There is a growing body of experimental and clinical evidence supporting mineralocorticoid receptor (MR) activation as a powerful mediator of renal damage in laboratory animals and humans. Multiple pathophysiological mechanisms are proposed, with the strongest evidence supporting aldosterone‐induced vasculopathy, exacerbation of oxidative stress and inflammation, and increased growth factor signalling promoting fibroblast proliferation and deranged extracellular matrix homeostasis. Further involvement of the MR is supported by extensive animal model experiments where MR antagonists (such as spironolactone and eplerenone) abrogate renal injury, including ischaemia‐induced damage. Additionally, clinical trials have shown MR antagonists to be beneficial in human chronic kidney disease (CKD) in terms of reducing proteinuria and cardiovascular events, though current studies have not evaluated primary end points which allow conclusions to made about whether MR antagonists reduce mortality or slow CKD progression.
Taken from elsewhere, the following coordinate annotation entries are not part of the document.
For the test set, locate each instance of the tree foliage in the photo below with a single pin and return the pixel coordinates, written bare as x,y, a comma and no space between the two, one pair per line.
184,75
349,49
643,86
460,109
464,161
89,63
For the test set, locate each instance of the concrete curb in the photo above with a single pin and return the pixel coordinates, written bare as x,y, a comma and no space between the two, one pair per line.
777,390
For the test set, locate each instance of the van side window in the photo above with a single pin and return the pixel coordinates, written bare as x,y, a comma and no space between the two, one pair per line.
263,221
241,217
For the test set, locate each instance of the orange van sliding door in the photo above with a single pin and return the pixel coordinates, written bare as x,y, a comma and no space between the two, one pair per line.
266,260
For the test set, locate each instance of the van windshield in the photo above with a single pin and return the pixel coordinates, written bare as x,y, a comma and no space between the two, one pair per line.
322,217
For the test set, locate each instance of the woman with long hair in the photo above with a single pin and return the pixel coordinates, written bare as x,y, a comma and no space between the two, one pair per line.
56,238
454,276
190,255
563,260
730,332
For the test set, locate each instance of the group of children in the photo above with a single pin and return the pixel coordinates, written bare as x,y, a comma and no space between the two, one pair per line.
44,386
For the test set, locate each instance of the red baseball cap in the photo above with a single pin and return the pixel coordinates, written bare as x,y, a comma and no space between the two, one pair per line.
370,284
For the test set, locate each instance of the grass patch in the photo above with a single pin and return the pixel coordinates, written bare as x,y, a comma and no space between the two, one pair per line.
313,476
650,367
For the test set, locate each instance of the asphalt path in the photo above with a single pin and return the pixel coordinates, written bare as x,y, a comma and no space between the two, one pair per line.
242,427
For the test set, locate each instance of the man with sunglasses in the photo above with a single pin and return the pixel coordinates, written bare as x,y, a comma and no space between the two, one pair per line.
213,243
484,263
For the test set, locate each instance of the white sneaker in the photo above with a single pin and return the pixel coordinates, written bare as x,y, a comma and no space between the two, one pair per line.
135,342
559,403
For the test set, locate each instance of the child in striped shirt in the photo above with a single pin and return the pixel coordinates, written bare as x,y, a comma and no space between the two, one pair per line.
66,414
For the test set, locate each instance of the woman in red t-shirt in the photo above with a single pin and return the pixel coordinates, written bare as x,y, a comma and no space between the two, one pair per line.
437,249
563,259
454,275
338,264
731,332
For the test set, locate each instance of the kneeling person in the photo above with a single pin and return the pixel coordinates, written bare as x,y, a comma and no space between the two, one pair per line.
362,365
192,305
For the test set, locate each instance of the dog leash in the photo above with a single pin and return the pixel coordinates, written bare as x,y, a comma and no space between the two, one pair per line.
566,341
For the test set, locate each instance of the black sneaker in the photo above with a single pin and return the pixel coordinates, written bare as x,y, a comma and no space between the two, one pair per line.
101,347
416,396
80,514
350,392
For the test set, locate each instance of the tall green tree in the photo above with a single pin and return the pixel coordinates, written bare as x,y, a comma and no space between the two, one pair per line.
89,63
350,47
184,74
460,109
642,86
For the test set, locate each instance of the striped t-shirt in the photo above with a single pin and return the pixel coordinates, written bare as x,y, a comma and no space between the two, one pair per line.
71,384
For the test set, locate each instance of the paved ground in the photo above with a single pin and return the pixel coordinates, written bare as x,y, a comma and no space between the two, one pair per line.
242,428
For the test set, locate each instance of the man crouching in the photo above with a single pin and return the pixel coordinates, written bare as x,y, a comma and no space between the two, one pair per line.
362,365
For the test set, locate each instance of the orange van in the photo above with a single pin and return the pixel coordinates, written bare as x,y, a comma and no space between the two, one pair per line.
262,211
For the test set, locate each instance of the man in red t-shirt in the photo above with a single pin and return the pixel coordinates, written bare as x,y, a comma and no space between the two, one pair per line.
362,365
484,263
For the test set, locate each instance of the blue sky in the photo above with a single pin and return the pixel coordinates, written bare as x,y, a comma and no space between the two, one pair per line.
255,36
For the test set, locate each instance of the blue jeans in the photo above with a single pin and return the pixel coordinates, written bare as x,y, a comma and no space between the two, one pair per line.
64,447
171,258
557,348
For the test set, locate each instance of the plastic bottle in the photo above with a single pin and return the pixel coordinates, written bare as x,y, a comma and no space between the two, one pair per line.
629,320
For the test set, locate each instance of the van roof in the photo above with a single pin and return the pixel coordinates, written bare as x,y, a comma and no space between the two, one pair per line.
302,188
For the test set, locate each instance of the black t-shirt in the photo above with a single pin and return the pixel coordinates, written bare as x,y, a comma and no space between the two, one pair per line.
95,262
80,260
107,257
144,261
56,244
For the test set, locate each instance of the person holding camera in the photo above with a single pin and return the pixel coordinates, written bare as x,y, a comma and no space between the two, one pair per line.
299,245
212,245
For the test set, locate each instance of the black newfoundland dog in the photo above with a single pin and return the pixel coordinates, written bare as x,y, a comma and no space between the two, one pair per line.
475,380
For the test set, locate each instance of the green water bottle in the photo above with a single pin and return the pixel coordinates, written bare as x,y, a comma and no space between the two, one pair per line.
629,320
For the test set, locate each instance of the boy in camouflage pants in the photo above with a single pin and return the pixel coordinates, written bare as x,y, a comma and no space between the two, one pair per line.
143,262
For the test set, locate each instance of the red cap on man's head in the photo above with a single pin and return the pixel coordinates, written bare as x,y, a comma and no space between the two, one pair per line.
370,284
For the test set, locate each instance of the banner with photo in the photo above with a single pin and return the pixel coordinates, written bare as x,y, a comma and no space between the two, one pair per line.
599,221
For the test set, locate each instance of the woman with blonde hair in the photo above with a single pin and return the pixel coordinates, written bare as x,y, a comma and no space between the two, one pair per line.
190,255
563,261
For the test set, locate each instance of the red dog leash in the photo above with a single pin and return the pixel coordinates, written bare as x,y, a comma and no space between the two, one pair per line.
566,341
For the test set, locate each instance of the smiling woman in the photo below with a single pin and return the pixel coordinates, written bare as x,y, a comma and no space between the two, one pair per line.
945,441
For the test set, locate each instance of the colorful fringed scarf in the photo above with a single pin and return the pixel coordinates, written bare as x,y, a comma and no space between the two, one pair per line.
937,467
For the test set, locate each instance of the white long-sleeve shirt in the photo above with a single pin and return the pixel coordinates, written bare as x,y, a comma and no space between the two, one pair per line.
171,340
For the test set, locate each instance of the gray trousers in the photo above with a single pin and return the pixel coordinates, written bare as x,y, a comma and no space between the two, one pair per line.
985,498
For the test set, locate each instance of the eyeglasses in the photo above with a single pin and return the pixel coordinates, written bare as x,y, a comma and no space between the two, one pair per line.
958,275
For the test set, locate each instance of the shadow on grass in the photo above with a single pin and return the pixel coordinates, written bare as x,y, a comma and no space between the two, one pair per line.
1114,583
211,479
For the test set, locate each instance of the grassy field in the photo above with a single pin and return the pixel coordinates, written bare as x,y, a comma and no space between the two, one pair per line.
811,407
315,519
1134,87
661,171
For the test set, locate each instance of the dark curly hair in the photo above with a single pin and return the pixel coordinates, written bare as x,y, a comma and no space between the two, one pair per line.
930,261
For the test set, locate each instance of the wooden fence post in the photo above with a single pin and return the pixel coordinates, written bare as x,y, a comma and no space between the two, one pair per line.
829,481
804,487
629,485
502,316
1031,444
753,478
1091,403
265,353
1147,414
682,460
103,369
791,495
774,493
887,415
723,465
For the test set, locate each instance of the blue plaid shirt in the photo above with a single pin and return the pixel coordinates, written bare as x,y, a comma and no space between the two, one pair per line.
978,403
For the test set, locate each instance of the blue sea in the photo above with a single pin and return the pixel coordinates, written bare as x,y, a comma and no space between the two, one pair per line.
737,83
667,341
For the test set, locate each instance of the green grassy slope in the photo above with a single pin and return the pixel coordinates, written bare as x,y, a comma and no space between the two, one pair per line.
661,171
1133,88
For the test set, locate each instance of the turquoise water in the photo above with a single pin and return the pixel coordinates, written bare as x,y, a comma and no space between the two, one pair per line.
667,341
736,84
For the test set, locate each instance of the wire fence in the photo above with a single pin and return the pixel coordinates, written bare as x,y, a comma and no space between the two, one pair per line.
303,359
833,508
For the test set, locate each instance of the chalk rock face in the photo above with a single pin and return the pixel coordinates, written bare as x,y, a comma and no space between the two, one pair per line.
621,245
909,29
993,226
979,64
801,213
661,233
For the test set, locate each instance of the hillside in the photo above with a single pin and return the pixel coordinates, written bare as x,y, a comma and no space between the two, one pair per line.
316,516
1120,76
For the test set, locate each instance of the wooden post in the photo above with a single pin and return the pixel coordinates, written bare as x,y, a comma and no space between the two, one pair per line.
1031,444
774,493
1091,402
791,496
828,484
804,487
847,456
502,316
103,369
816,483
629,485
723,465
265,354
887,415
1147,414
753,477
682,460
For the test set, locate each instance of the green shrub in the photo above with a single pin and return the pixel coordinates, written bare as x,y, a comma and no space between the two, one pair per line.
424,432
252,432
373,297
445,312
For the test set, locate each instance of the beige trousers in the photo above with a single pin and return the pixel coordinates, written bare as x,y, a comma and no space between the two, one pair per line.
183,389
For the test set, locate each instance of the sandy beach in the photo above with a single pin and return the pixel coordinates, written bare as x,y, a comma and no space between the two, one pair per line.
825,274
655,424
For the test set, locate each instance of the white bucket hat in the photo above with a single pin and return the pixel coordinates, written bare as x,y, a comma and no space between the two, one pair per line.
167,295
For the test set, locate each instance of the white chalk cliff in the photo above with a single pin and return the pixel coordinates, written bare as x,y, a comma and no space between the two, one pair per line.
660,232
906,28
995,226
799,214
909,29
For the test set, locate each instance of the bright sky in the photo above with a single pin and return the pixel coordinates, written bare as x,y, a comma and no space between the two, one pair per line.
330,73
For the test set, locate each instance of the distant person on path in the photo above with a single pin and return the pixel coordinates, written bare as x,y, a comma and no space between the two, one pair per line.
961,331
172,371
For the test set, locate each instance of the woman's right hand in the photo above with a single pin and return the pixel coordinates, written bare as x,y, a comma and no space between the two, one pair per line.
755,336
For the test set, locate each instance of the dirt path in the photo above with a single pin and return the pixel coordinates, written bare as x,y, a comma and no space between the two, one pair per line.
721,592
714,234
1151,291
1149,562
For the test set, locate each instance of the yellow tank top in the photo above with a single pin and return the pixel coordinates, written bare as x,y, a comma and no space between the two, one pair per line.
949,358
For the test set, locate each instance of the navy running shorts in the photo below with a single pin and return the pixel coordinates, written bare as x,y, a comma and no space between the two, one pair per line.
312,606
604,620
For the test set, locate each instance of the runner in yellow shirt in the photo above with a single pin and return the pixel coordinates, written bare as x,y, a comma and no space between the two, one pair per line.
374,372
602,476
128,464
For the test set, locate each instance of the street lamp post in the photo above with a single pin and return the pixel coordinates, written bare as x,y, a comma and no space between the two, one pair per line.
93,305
Although differences between human and feline CKD exist, feline CKD shares many characteristics with human disease including tubulointerstitial fibrosis. This review evaluates the evidence for the role of the MR in renal injury and summarizes the literature concerning aldosterone in feline CKD. MR antagonists may represent a promising therapeutic strategy in feline CKD.